Leveson Inquiry: Dick Fedorcio tells why Neil Wallis hired

The Met Police's communications chief hired ex-News of World (NoW) deputy editor Neil Wallis as a consultant because he wanted someone he knew and trusted, the Leveson Inquiry has heard.

Dick Fedorcio said he decided to use Mr Wallis's PR firm when the ex-journalist told him of his new line of work.

When told he had to put the contract out to tender, he asked two other firms to bid but Mr Wallis was still hired.

The controversy over Mr Wallis's role prompted two top officers to resign.

Mr Wallis was arrested last July by police investigating phone hacking at the News of the World, and it quickly emerged that he had been on the payroll at Scotland Yard since leaving the newspaper.

There were then further claims that the Met's assistant commissioner, John Yates, secured a job for Mr Wallis's daughter.

Met Commissioner Sir Paul Stephenson resigned as the furore continued over Mr Wallis's links with the Met - he later told MPs he regretted the "embarrassing" contract - and Mr Yates also stepped down.

In July last year, MPs on the home affairs committee criticised Mr Fedorcio for failing to conduct proper checks on Mr Wallis, whose PR company, Chamy Media, was used by the Met from October 2009 until September 2010.

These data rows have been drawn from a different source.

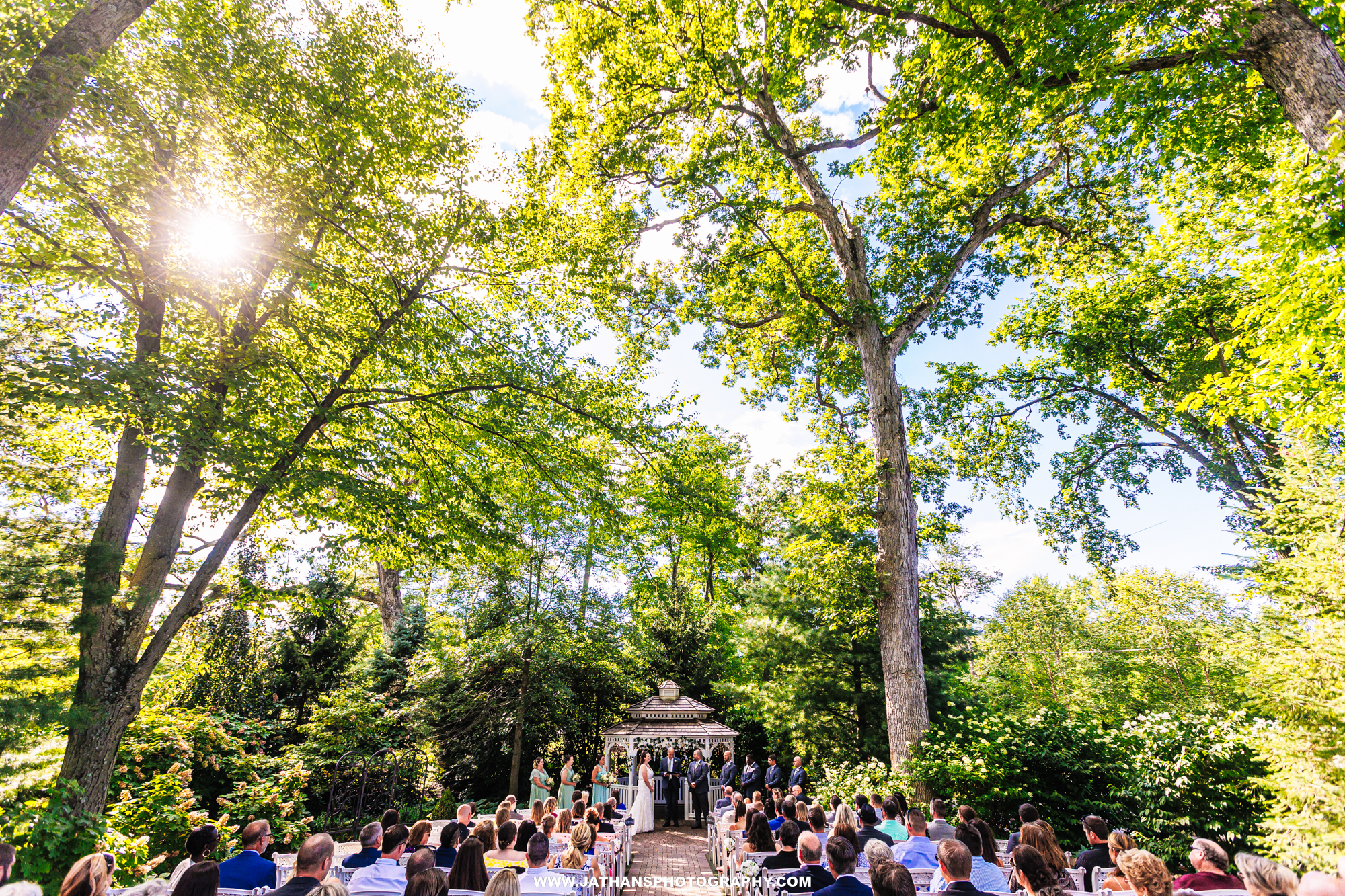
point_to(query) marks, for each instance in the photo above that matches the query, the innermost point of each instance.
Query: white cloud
(486, 42)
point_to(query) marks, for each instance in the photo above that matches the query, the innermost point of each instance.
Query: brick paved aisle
(672, 853)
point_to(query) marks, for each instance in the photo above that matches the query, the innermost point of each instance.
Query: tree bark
(1299, 61)
(34, 111)
(899, 552)
(389, 599)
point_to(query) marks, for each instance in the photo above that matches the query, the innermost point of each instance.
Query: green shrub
(49, 836)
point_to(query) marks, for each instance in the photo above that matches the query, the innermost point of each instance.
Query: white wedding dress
(644, 809)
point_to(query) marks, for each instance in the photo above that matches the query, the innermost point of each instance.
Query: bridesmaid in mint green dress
(567, 783)
(541, 783)
(601, 791)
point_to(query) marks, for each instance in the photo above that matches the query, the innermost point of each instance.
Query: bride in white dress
(644, 809)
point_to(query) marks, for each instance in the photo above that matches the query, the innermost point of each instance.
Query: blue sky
(1179, 526)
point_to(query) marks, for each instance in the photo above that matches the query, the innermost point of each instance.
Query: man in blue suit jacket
(800, 778)
(841, 860)
(249, 869)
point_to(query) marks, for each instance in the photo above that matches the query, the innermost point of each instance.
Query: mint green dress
(567, 795)
(540, 787)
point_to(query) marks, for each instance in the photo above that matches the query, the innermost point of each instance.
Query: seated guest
(759, 838)
(505, 854)
(938, 829)
(841, 861)
(447, 850)
(1149, 874)
(1027, 814)
(430, 881)
(988, 841)
(485, 831)
(89, 876)
(594, 818)
(311, 865)
(875, 850)
(419, 838)
(818, 825)
(917, 850)
(580, 853)
(387, 873)
(539, 877)
(956, 866)
(371, 840)
(470, 866)
(1120, 841)
(812, 876)
(525, 833)
(983, 874)
(891, 879)
(1211, 868)
(249, 869)
(1262, 876)
(870, 827)
(891, 825)
(201, 879)
(424, 860)
(201, 842)
(1097, 854)
(789, 852)
(1032, 873)
(1035, 834)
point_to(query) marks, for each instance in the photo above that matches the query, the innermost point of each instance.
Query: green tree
(712, 104)
(275, 272)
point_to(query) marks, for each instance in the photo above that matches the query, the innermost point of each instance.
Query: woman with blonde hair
(1148, 873)
(1264, 877)
(88, 876)
(580, 852)
(1118, 841)
(504, 884)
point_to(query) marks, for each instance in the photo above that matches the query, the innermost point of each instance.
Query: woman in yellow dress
(541, 782)
(568, 783)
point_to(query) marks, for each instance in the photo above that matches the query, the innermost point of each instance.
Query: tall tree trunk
(1299, 61)
(34, 111)
(389, 599)
(588, 571)
(899, 604)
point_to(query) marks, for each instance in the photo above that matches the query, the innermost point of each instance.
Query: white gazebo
(662, 721)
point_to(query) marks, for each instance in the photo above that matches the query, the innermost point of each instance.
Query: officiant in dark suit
(699, 784)
(672, 771)
(774, 774)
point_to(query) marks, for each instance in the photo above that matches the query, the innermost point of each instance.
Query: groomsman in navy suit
(800, 778)
(730, 772)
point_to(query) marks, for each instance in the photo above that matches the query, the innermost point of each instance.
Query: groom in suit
(699, 782)
(672, 771)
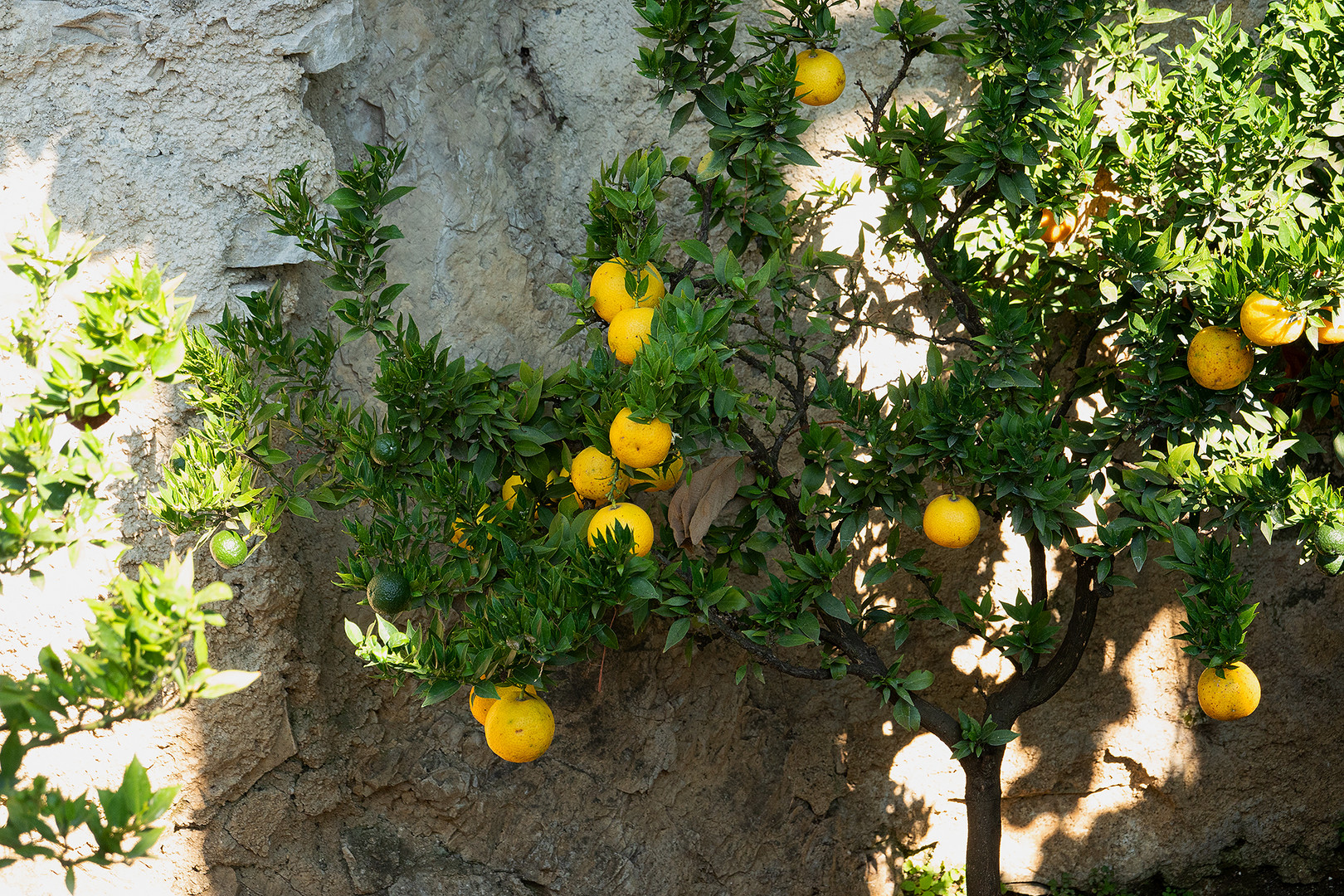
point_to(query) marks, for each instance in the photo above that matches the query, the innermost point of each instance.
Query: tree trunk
(984, 824)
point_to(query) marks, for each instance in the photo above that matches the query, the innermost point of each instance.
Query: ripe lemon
(609, 293)
(1233, 696)
(388, 592)
(481, 705)
(640, 444)
(509, 492)
(660, 479)
(632, 516)
(519, 728)
(594, 475)
(1053, 230)
(229, 548)
(629, 332)
(952, 520)
(1218, 359)
(821, 75)
(1332, 332)
(1268, 321)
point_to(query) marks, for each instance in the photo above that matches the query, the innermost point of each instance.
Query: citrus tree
(145, 652)
(1174, 269)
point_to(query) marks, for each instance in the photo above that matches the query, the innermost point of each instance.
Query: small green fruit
(229, 548)
(388, 592)
(1329, 564)
(386, 449)
(1329, 539)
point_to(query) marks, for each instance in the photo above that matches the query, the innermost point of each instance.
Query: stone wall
(153, 121)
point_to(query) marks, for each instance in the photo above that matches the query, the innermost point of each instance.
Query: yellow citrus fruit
(1053, 230)
(821, 75)
(629, 332)
(609, 293)
(952, 520)
(660, 479)
(1332, 332)
(1268, 321)
(640, 444)
(594, 475)
(628, 514)
(519, 728)
(1218, 359)
(481, 705)
(1233, 696)
(509, 492)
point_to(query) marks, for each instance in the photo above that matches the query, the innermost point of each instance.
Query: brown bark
(984, 822)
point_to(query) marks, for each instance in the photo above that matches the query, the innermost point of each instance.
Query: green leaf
(300, 505)
(905, 715)
(168, 358)
(227, 681)
(832, 606)
(676, 633)
(344, 197)
(1185, 542)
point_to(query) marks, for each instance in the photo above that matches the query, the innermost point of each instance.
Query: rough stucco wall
(152, 121)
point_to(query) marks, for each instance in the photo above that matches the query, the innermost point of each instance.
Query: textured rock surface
(155, 119)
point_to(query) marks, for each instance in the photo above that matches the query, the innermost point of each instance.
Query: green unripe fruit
(388, 592)
(386, 449)
(1329, 564)
(1329, 539)
(229, 548)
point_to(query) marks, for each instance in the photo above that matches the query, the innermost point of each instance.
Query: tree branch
(1040, 590)
(1040, 684)
(763, 653)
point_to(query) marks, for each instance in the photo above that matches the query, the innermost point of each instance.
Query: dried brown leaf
(722, 488)
(687, 499)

The Independent Police Complaints Commission subsequently examined whether Mr Fedorcio's actions amounted to gross misconduct. In January, it passed a file to Scotland Yard to consider possible disciplinary action against him.

'New territory'

Mr Fedorcio told the Leveson Inquiry he had taken the decision to take on a consultant in 2009 while his deputy was on long-term sick leave.

He said the tendering period had taken five days. He invited bids from rival PR firms Bell Pottinger and Hanover but they were 50% more expensive than Chamy Media - a fact Mr Fedorcio denied he had known would be the case from the outset.

"This was new territory for me," he told the inquiry, adding: "I had no idea what the others were going to pitch."

He said he chose the three because his "thinking" was he wanted "people that I knew, people that I trusted that could do it and that they had policing experience".

"That was quite important," he added.

Until then, he said, Neil Wallis was: "Someone I probably saw two, maybe three times a year, usually at one of the dinners the commissioner would have with News of the World."

He said he had approached the then Assistant Commissioner John Yates, who carried out a review of the 2006 police investigation of the News of the World in July 2009, to say he was thinking of taking on Mr Wallis.

He wanted to know of any potential risks to the organisation if Neil Wallis was engaged by the MPS in view of the phone hacking case.

Asked by the inquiry whether he would have taken on Mr Wallis if he knew he and John Yates were such close friends, he said he might have thought the hiring "inappropriate".

Mr Yates has told the inquiry he was "good friends" with Mr Wallis - they had had dinners together and attended a football match together.

Mr Fedorcio also told the inquiry how he had allowed the News of the World's then crime editor Lucy Panton to use his computer after a meeting "as she was under pressure".

He said she was under pressure to quickly write up a story about the reception former Scotland Yard Commander Ali Dizaei had had in prison after he was jailed.

"I saw this story at the time. There was nothing in story that troubled me from a Met Police perspective," Mr Fedoricio said.

"At the time I was thinking I was helping somebody who was being put under what I thought was quite unnecessary pressure.

"From my perspective I thought I would get sight of a story would not normally see until Sunday."

He said the stand-alone computer was not connected to the Met's system.

Work experience

Mr Fedorcio also told how he arranged work experience at the Sun newspaper for his son and also for former commissioner Ian Blair's son.

His son spent a week at the son in 2004 and then another four weeks after graduating from university in 2007 - the same year Rebekah Brooks (then Wade) approached him about the loan of a retired police horse.

He also told Lord Justice Leveson that new guidelines were issued to Scotland Yard's management board in February 2008 after an "inappropriate flow of information" to the media.

"It was very disturbing and a very difficult time for the organisation," Mr Fedorcio said. "I'd never seen anything like it before it or since."

He said any one of 40 people could have been behind the leaks to the press.

Image caption, Sara Cheesley said she had been unaware of Neil Wallis's involvement at the Met until last summer

Mr Fedorcio said he could only recall his department receiving one gift from media and that was a hamper in December 2003 from the News of the World in thanks for returning inquiries on Saturdays, in the hours before the paper was published.

Mr Fedorcio went on extended leave in August 2011.

The Leveson Inquiry is examining relations between the press, politicians and police, and the conduct of each - including during the initial investigation into phone hacking at the News of the World.

The Met Police announced on Tuesday that six people had been arrested by detectives working on Operation Weeting, which is investigating phone hacking allegations against journalists.

The arrests took place at addresses in London, Oxfordshire, Hampshire and Hertfordshire.

Police said five men and one woman were arrested on suspicion of conspiracy to pervert the course of justice.